Looking at year-over-year comparisons, the kind of repair sales that showed up in earnings reports by the likes of Lowe’s and Home Depot from Hurricanes Irma and Harvey last year aren’t likely to be replicated by less severe Florence. But those sales didn’t make or break those retailers’ years in any case, Walsh noted. More likely, being there with supplies helps lock in loyalty, by showing customers that they’re there for them with the supplies they need, he said.

“Last year was particularly notable because of the scale of the events and the number of people impacted. No doubt it drove a lot of incremental traffic —  but there’s a lot of cost to make sure they can fulfill that demand. It’s not like manna from heaven,” he said. “To the extent there’s a benefit, [the attitude is] more ‘god willing we won’t get another hurricane.'”

Rethinking the weather

Some retail sales are given a boost not by the reality of what’s happening on the ground, but by the psychological impact of social media, Walsh also said. People access up-to-the-minute weather updates on their phones, and Twitter and Facebook fuel panic and concern.

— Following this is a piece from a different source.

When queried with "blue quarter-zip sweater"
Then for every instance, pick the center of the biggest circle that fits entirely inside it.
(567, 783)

And that also affects stock traders.

“It’s not just the big impacts of the storms — because of the mobile phone, that is increasing,” he said. “Weather forecasts fueled by social media — that just has a massive impact on consumers.”

Shares of home improvement retailers rose Thursday as Florence headed to the Carolina coast, but that, too, is something of an emotional response. “What happens with Wall Street is they react to the weather reports like everybody else,” Walsh said. “The same thing happens if its a warm winter in the Northeast — something happens psychologically and they extrapolate to sales. Home Depot and Lowe’s are going to sell all kinds of plywood and generators, just that the whole benefit to the entire business is not necessarily going to dive 100 extra basis points to their comp.”

Much more important is that retailers have become more sophisticated about weather preparedness in general, not only to meet demand of certain assortments but also to keep people safe by closing stores. “More and more view understanding weather events as critical and fundamental to prepare for, and to guard against the weather’s volatility. The fact that IBM has bought The Weather Company alone is a sign of that,” Walsh said. “CEOs are rethinking weather, evaluating what

do people want and need — at the IBM scale, so everywhere in the world.”